The pointer in ecx is now at the top of the stack.

In ebx we need the right flags. For now, lets just specify CLONE_VM and CLONE_FILES, meaning that the thread will share the address space and the open file table of the parent process.

mov ebx, 0x00000100 | 0x00000400

Let's perform the call. Once we've made it we can check if we're in the parent or child process by looking at the return value in eax. If 0 we are in the child process. Otherwise we are in the parent process. This is pretty similar to fork it turns out!

mov eax, 120 ; sys_clone
int 0x80
test eax, eax
jnz parent_process

In the child process, we need to set esp, which we can grab from ecx:

mov esp, ecx

In the child let's just print a message, free up our stack memory and exit.

; print
mov ecx, child_msg
mov edx, child_msg_len
mov ebx, 1
mov eax, 4
int 0x80
; free the allocated stack using munmap
mov eax, 91
mov ebx, [esp+4]
mov ecx, 4096
int 0x80
; check for negative status code
cmp eax, 0
jl exit_with_error
jmp exit

In the parent process let's just print and exit:

mov ecx, parent_msg
mov edx, parent_msg_length
mov ebx, 1
mov eax, 4
int 0x80
call exit

Once we assembly and execute our program, we can see the child and parent messages printed to stdout. Great! We made a thread inside the same address space, did something in the thread, and excited.
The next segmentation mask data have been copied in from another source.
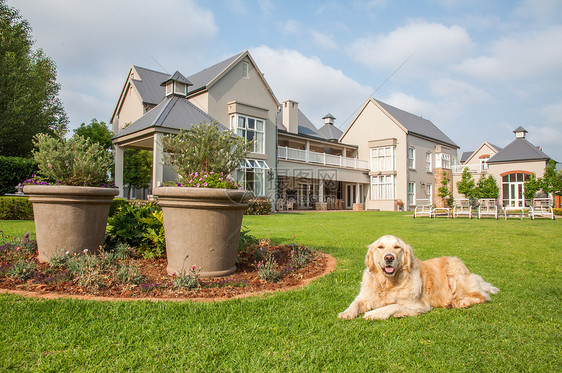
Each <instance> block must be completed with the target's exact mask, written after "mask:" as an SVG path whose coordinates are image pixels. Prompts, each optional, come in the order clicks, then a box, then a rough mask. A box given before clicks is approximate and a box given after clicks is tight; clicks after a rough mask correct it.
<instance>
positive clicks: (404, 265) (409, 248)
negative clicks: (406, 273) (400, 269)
mask: <svg viewBox="0 0 562 373" xmlns="http://www.w3.org/2000/svg"><path fill="white" fill-rule="evenodd" d="M413 265H414V251H413V250H412V247H411V246H410V245H408V244H406V243H405V244H404V265H403V268H404V270H406V271H407V272H408V273H410V272H412V267H413Z"/></svg>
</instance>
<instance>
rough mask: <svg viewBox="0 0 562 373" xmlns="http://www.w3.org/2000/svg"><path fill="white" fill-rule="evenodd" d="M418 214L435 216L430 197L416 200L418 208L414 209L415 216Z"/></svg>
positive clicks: (417, 207) (414, 217) (417, 215)
mask: <svg viewBox="0 0 562 373" xmlns="http://www.w3.org/2000/svg"><path fill="white" fill-rule="evenodd" d="M418 216H429V217H430V218H431V217H433V205H432V204H431V201H430V200H429V199H418V200H416V209H415V210H414V218H417V217H418Z"/></svg>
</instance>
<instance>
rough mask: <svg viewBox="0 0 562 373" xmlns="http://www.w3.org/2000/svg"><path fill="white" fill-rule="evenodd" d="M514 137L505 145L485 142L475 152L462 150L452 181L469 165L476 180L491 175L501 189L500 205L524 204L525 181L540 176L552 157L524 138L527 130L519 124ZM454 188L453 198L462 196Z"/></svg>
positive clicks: (526, 139) (525, 137)
mask: <svg viewBox="0 0 562 373" xmlns="http://www.w3.org/2000/svg"><path fill="white" fill-rule="evenodd" d="M513 132H514V133H515V139H514V140H513V141H512V142H511V143H509V144H508V145H507V146H506V147H505V148H503V149H502V148H500V147H498V146H496V145H493V144H491V143H489V142H487V141H484V142H483V143H482V144H481V145H480V146H479V147H478V148H477V149H476V150H475V151H471V152H464V153H463V154H462V156H461V164H460V165H457V166H455V167H453V179H454V184H455V185H456V183H457V182H458V181H460V180H461V174H462V171H463V170H464V169H465V168H468V169H469V170H470V172H471V174H472V176H473V179H475V181H478V180H479V179H480V177H482V176H486V177H487V176H488V175H492V176H493V177H494V179H495V180H496V183H497V185H498V188H499V190H500V196H499V202H500V204H501V206H503V207H525V206H526V205H528V203H529V201H525V196H524V191H525V181H527V179H528V178H529V176H530V175H531V174H533V173H534V174H535V175H536V176H537V177H542V176H543V174H544V169H545V167H546V165H547V164H548V161H549V160H550V159H551V158H550V157H549V156H548V155H546V154H545V153H544V152H543V151H542V150H541V148H540V147H538V146H535V145H533V144H531V143H530V142H529V141H528V140H527V139H526V134H527V131H526V130H525V129H524V128H523V127H521V126H519V127H517V128H516V129H515V130H514V131H513ZM454 189H455V194H454V197H455V198H464V197H463V196H462V195H460V194H459V193H458V191H457V189H456V187H455V188H454Z"/></svg>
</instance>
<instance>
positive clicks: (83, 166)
mask: <svg viewBox="0 0 562 373" xmlns="http://www.w3.org/2000/svg"><path fill="white" fill-rule="evenodd" d="M33 143H34V145H35V150H33V152H32V154H33V158H34V159H35V161H36V162H37V165H38V167H39V172H38V174H39V175H40V176H39V177H37V176H36V177H33V178H32V179H30V180H26V184H34V185H52V184H62V185H73V186H96V187H97V186H110V185H108V179H109V178H108V175H109V169H110V168H111V166H112V164H113V161H112V158H111V154H110V153H109V152H108V151H107V150H105V149H104V148H103V147H102V146H101V145H99V144H98V143H93V142H91V141H89V140H88V139H86V138H85V137H82V136H73V137H72V138H70V139H69V140H65V139H62V138H54V137H51V136H49V135H47V134H44V133H40V134H38V135H36V136H35V138H34V141H33Z"/></svg>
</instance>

You can view the entire program here

Simplicity... for now

Our program leaves a lot to be desired. Just to name a few qualms, we don't really do anything with the allocated thread stack. Also, we don't specify if the parent should wait for the thread to finish executing. This was merely an attempt to display a minimal way to create a single thread. Of course, real multi-threaded programs are far more complicated, and definitely use more than one thread! But complexity isn't necessarily the goal here.